My personal view is that this article makes many contradictory statements regarding media archaeology, and I’m not sure what to take away here. Just as science detrimentally seeks to exclude cultural theory, I feel that there is a danger to pretending that we may separate the device from the creator/user of the device for analysis or that we may eliminate responsibility from art methods.

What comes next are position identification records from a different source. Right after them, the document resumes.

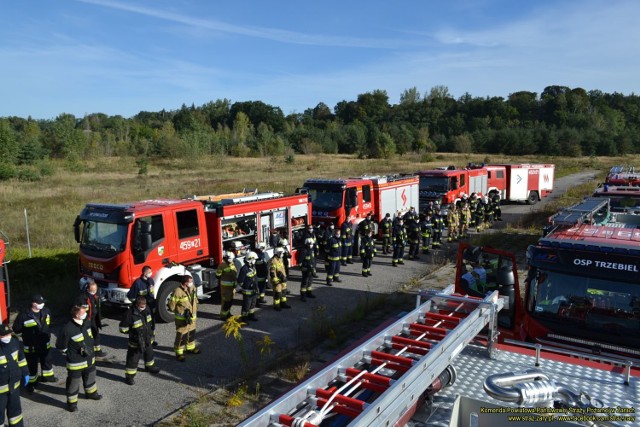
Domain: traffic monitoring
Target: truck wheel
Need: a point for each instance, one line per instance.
(166, 292)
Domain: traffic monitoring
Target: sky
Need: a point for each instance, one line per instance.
(121, 57)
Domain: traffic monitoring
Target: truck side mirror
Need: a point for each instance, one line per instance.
(145, 236)
(76, 229)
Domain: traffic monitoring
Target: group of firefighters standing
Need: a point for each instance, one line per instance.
(79, 339)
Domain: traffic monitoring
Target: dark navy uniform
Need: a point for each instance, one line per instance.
(36, 337)
(13, 372)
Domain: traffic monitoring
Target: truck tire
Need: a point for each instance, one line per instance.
(166, 292)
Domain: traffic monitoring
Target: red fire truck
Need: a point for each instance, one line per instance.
(4, 279)
(513, 182)
(178, 237)
(581, 292)
(335, 200)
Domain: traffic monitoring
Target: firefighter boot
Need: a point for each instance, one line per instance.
(153, 369)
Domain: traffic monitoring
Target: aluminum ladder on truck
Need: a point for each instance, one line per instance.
(380, 381)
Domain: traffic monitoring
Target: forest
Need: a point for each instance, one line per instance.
(558, 121)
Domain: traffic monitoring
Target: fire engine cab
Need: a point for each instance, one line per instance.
(583, 288)
(177, 237)
(335, 200)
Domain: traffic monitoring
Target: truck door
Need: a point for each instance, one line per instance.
(265, 229)
(191, 239)
(148, 241)
(351, 202)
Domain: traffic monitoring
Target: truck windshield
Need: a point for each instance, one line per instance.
(589, 308)
(621, 203)
(104, 237)
(325, 199)
(434, 183)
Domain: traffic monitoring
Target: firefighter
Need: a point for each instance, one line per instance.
(226, 275)
(262, 273)
(488, 212)
(364, 226)
(478, 214)
(465, 218)
(286, 255)
(14, 373)
(410, 216)
(184, 304)
(453, 221)
(33, 324)
(497, 211)
(76, 342)
(307, 266)
(274, 239)
(346, 231)
(399, 236)
(438, 227)
(310, 234)
(91, 299)
(278, 279)
(474, 280)
(367, 252)
(426, 229)
(144, 286)
(138, 324)
(248, 285)
(334, 251)
(414, 235)
(386, 225)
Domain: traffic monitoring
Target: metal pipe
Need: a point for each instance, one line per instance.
(503, 386)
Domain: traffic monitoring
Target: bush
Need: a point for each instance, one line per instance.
(28, 174)
(7, 171)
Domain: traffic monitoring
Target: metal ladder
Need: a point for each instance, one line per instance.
(377, 383)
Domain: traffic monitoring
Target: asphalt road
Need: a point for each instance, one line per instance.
(223, 360)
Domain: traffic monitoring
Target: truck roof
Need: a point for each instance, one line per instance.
(375, 179)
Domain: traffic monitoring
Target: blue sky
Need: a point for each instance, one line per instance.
(126, 56)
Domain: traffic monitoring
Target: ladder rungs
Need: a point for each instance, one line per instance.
(350, 402)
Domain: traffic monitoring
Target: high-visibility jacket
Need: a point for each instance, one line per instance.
(139, 325)
(181, 301)
(76, 341)
(227, 273)
(34, 327)
(13, 366)
(277, 273)
(248, 280)
(334, 248)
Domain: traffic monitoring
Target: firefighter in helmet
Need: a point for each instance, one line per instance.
(278, 277)
(226, 275)
(248, 286)
(307, 265)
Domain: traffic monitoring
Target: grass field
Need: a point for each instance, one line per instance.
(53, 203)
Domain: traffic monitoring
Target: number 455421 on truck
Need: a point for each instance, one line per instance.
(177, 237)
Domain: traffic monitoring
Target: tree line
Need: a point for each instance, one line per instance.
(560, 121)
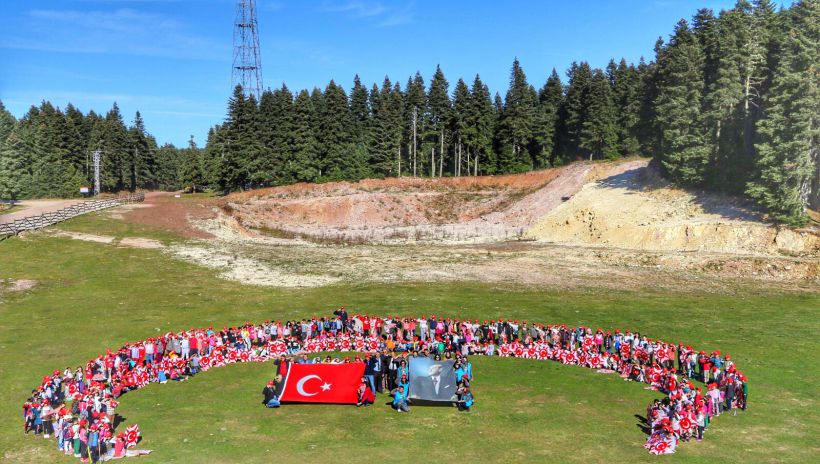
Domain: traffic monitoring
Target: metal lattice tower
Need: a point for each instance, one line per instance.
(96, 158)
(247, 65)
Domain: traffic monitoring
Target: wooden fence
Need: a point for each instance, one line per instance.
(47, 219)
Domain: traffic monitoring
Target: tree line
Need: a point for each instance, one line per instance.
(729, 103)
(48, 153)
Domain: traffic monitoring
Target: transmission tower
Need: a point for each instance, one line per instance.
(96, 157)
(247, 65)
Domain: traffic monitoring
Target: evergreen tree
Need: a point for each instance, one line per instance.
(190, 171)
(480, 125)
(7, 122)
(142, 166)
(15, 166)
(241, 142)
(167, 173)
(305, 163)
(114, 146)
(414, 107)
(550, 99)
(684, 149)
(518, 122)
(359, 113)
(341, 158)
(626, 97)
(436, 117)
(386, 107)
(599, 130)
(574, 112)
(462, 102)
(789, 133)
(276, 124)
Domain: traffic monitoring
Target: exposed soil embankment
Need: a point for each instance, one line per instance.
(639, 210)
(407, 209)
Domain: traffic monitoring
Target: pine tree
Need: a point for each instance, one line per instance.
(684, 148)
(341, 158)
(7, 122)
(436, 117)
(518, 122)
(788, 133)
(599, 130)
(359, 113)
(75, 140)
(190, 171)
(276, 122)
(458, 123)
(550, 99)
(305, 163)
(414, 107)
(167, 173)
(141, 157)
(574, 112)
(242, 144)
(385, 142)
(114, 145)
(626, 97)
(15, 174)
(480, 125)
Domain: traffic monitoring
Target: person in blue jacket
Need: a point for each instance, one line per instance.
(465, 400)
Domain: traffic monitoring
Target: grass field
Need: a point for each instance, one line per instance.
(91, 297)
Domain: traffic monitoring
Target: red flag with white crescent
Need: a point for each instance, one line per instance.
(323, 383)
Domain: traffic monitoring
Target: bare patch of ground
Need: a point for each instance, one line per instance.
(26, 208)
(234, 265)
(519, 263)
(129, 242)
(107, 239)
(466, 209)
(16, 285)
(638, 210)
(593, 225)
(163, 211)
(137, 242)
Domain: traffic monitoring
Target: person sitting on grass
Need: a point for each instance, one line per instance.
(399, 395)
(364, 395)
(271, 400)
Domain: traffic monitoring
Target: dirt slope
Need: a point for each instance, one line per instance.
(460, 209)
(638, 210)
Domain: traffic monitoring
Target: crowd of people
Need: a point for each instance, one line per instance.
(67, 405)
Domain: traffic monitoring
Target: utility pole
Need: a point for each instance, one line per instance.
(96, 156)
(414, 141)
(247, 64)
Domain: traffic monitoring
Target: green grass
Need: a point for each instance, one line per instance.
(7, 209)
(101, 223)
(91, 297)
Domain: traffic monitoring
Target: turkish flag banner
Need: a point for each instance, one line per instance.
(323, 383)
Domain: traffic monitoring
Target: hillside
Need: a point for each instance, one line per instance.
(638, 209)
(620, 204)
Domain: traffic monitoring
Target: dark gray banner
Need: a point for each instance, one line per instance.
(432, 380)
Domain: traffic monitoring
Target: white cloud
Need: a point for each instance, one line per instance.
(384, 16)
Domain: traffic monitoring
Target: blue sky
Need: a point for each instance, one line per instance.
(171, 59)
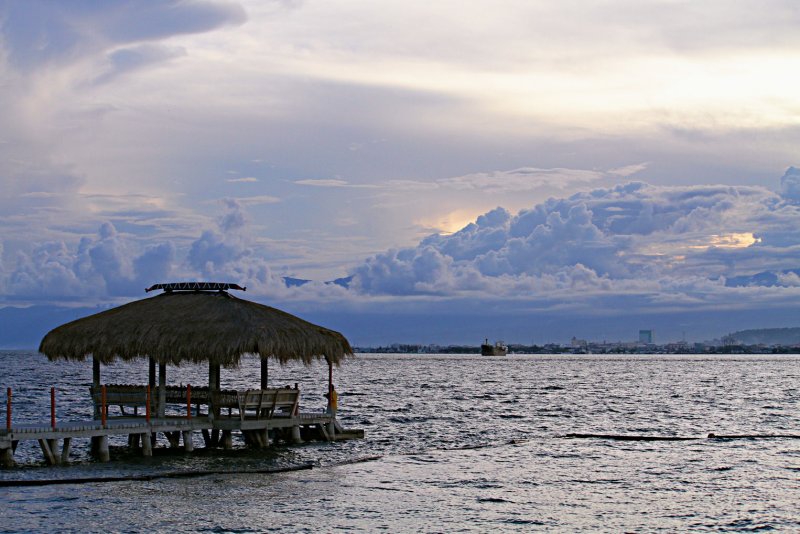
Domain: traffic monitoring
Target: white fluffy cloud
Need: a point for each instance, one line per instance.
(674, 245)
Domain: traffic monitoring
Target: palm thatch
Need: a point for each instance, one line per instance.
(197, 326)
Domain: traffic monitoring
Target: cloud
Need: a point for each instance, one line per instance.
(38, 32)
(323, 183)
(669, 246)
(790, 184)
(526, 179)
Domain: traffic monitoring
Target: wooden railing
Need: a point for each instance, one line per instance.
(254, 403)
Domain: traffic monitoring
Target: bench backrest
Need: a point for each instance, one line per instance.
(267, 402)
(120, 395)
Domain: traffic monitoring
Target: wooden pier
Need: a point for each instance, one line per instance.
(262, 417)
(190, 322)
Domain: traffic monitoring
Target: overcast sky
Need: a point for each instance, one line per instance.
(586, 160)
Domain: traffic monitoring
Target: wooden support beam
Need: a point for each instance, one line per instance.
(151, 373)
(49, 458)
(188, 445)
(147, 445)
(66, 450)
(332, 430)
(103, 452)
(53, 444)
(174, 439)
(162, 390)
(96, 383)
(227, 440)
(6, 458)
(213, 387)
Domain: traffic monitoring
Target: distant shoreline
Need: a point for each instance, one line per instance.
(589, 348)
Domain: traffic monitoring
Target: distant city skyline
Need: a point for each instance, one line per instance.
(513, 172)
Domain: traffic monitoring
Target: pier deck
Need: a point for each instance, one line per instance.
(256, 432)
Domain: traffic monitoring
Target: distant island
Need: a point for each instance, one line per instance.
(765, 336)
(754, 341)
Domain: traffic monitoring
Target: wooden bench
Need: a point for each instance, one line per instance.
(268, 403)
(121, 395)
(135, 396)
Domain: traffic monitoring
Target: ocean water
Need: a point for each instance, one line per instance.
(454, 443)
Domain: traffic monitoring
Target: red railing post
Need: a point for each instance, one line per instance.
(53, 408)
(104, 408)
(188, 401)
(8, 409)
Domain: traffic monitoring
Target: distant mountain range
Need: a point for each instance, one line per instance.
(294, 282)
(767, 336)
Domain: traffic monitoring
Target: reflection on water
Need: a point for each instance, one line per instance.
(466, 443)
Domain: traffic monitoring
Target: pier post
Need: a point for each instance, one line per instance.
(7, 457)
(66, 450)
(96, 383)
(188, 445)
(147, 445)
(53, 408)
(151, 375)
(332, 429)
(104, 453)
(162, 390)
(53, 444)
(49, 457)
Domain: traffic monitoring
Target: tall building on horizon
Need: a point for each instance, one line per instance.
(646, 337)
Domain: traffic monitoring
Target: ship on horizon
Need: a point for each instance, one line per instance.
(498, 349)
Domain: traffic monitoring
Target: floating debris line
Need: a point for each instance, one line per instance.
(154, 476)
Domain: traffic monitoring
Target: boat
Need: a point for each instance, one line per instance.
(498, 349)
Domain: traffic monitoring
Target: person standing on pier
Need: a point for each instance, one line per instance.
(333, 401)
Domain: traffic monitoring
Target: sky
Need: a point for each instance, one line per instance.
(524, 170)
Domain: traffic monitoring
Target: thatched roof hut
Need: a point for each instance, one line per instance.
(193, 326)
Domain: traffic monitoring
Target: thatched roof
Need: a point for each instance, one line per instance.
(193, 326)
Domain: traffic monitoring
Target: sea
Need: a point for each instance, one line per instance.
(453, 443)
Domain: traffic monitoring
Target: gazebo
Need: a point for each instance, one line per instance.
(193, 322)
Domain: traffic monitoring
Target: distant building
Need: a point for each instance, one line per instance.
(646, 337)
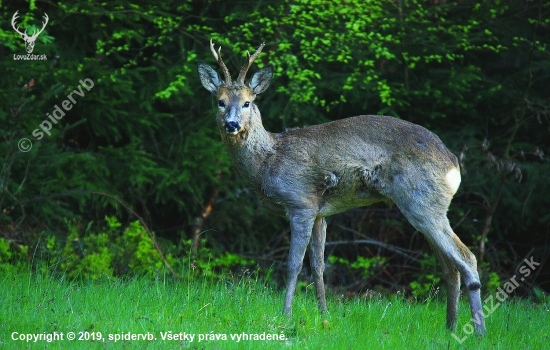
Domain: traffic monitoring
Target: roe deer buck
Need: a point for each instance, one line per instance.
(322, 170)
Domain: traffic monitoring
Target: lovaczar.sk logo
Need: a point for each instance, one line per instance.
(29, 39)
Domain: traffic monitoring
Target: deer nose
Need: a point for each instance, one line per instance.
(232, 127)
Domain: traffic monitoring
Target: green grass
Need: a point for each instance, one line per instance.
(36, 303)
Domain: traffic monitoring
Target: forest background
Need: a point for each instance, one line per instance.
(134, 179)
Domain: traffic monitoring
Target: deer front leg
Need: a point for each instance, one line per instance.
(301, 225)
(317, 260)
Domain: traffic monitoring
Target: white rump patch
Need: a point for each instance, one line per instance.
(453, 179)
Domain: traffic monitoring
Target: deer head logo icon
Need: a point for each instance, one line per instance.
(29, 39)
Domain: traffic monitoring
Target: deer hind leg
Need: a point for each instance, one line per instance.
(301, 225)
(452, 277)
(430, 219)
(317, 260)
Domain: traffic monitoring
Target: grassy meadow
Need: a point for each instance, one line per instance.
(218, 314)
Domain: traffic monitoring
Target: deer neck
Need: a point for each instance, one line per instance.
(250, 150)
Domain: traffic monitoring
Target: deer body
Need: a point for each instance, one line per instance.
(321, 170)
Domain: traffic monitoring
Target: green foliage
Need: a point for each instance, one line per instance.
(366, 266)
(426, 284)
(208, 264)
(144, 136)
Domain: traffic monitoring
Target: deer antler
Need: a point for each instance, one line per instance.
(43, 26)
(13, 23)
(248, 63)
(24, 35)
(218, 57)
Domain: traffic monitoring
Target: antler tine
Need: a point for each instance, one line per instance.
(218, 57)
(248, 63)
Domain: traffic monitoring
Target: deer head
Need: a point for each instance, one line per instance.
(236, 110)
(29, 40)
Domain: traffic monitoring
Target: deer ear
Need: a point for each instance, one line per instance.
(260, 80)
(210, 79)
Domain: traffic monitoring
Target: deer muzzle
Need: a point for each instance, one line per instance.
(232, 127)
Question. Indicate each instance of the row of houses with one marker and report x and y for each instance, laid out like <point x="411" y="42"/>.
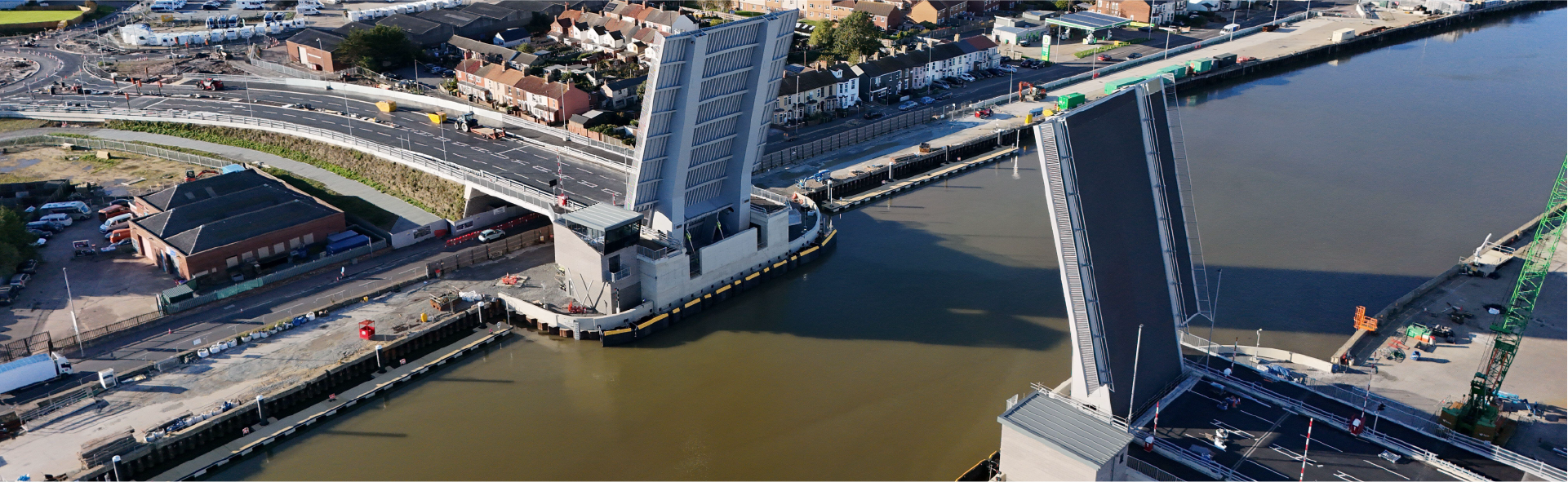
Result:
<point x="522" y="95"/>
<point x="882" y="78"/>
<point x="620" y="27"/>
<point x="890" y="15"/>
<point x="316" y="47"/>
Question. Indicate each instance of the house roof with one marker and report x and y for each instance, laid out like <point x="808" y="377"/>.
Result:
<point x="490" y="10"/>
<point x="482" y="47"/>
<point x="805" y="82"/>
<point x="318" y="38"/>
<point x="410" y="24"/>
<point x="875" y="8"/>
<point x="350" y="27"/>
<point x="264" y="206"/>
<point x="1067" y="427"/>
<point x="204" y="188"/>
<point x="626" y="83"/>
<point x="513" y="35"/>
<point x="454" y="18"/>
<point x="602" y="216"/>
<point x="527" y="5"/>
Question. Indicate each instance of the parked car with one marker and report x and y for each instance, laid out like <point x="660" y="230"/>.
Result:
<point x="491" y="235"/>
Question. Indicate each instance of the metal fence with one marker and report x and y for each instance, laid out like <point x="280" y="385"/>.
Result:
<point x="272" y="277"/>
<point x="842" y="139"/>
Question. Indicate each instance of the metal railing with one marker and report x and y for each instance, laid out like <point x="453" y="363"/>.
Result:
<point x="480" y="179"/>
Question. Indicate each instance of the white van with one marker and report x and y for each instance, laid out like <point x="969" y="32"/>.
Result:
<point x="115" y="223"/>
<point x="61" y="218"/>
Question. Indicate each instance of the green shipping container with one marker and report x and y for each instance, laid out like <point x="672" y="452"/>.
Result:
<point x="1178" y="71"/>
<point x="1120" y="83"/>
<point x="1070" y="100"/>
<point x="1203" y="64"/>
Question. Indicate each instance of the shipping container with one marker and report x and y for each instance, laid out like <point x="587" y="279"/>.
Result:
<point x="1176" y="71"/>
<point x="1070" y="100"/>
<point x="1202" y="64"/>
<point x="1117" y="85"/>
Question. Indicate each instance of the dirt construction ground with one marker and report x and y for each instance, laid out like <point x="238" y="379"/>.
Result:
<point x="118" y="175"/>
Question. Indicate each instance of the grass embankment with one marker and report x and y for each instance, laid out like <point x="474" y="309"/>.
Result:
<point x="1101" y="49"/>
<point x="350" y="204"/>
<point x="419" y="188"/>
<point x="29" y="16"/>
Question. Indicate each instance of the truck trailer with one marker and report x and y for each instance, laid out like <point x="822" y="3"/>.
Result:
<point x="32" y="369"/>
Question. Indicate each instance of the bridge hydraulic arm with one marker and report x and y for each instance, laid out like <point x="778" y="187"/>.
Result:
<point x="1479" y="413"/>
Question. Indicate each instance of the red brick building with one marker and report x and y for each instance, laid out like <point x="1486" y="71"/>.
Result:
<point x="209" y="226"/>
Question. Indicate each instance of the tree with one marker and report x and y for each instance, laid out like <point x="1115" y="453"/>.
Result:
<point x="856" y="37"/>
<point x="822" y="38"/>
<point x="377" y="49"/>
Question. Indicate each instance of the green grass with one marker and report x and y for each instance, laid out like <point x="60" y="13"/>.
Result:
<point x="349" y="204"/>
<point x="38" y="16"/>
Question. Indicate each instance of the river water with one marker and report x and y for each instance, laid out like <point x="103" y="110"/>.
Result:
<point x="1319" y="190"/>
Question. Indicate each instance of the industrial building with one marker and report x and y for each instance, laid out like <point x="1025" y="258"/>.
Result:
<point x="209" y="226"/>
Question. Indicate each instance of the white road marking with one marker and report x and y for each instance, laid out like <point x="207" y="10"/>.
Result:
<point x="1374" y="463"/>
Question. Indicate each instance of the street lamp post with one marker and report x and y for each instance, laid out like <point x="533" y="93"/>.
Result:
<point x="73" y="301"/>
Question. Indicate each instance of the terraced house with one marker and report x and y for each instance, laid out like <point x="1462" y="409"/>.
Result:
<point x="526" y="96"/>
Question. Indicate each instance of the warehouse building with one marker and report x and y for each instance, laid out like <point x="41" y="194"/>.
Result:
<point x="211" y="226"/>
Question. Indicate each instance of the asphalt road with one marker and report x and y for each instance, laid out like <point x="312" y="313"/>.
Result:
<point x="987" y="88"/>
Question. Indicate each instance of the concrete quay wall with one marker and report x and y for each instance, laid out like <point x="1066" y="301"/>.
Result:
<point x="207" y="439"/>
<point x="1361" y="42"/>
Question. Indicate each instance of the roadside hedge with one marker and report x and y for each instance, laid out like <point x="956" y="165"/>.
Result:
<point x="419" y="188"/>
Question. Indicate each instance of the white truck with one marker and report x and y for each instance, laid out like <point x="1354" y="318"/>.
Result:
<point x="32" y="369"/>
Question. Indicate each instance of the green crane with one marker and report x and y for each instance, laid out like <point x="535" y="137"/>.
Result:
<point x="1479" y="413"/>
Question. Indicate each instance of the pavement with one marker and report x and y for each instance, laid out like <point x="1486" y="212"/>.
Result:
<point x="1064" y="66"/>
<point x="1445" y="373"/>
<point x="248" y="371"/>
<point x="1266" y="442"/>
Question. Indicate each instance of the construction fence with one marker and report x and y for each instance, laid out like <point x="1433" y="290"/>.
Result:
<point x="486" y="252"/>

While reading “Zombie Media,” performance and installation artist Mary Mattingly, who meticulously catalogues her consumption in an online archive and has created giant sculptures composed entirely of waste, came to mind. Art21 follows her process in this 10-minute video, under which a journalist posses the question: “Do objects come with responsibility?” Mattingly’s art, creative process, and way of life center around the concept of planned obsolescence and one’s role in it as consumer. Similarly to circuit benders, she repurposes technological waste, “…what gets bent is not only the false image of linear history but also the circuits and archive that form the contemporary media landscape” (427). Where she differs from Hertz and Parikka, however, is by highlighting waste politically in our culture. Waste and consumption are not only the art but the method of the art itself. One can hardly separate the consumer from the technological products in Mattingly’s work.
A few questions that arise from my reading of “Zombie Media” and viewing of Mattingly’s art processes:
- How do users shape the technology we currently produce? Who is the user?
- Can we predict who will or will not have access to technology in the future?
- Can we predict what type devices will be created down the line?
- Do these things already influence the history of technology?
- Is history actually contingent to the study of media archaeology?
Some of these questions work in tandem with Hertz and Parikka’s assertions, while others, I feel, interrogate the relationship between the user and the device, as well as deconstruct who specifically benefits from this separation. While I have some reservations about jumping aboard “Zombie Media,” I feel that many of the points are valid and crucial to understanding Media Archeology as a field and some of the rhetoric and methodology behind it. Whether or not I fully agree with the article, I find it useful for probing my own understanding of the field and for locating some of the existing holes in terms of cultural theory.
Hertz, Garnet and Jussi Parikka. “Zombie Media: Circuit Bending Media Archaeology into an Art Method.” Leonardo 45.5 (2012): 424-30. Print.
Miller, Weseley and Nick Ravich. “Mary Mattingly Owns Up.” New York Close Up. Art21.org. 2013. Film.
Parikaa, Jussi. “Media Theory and New Materialism.” What Is Media Archaeology? Cambridge: Polity Press, 2012. 63-89. Print.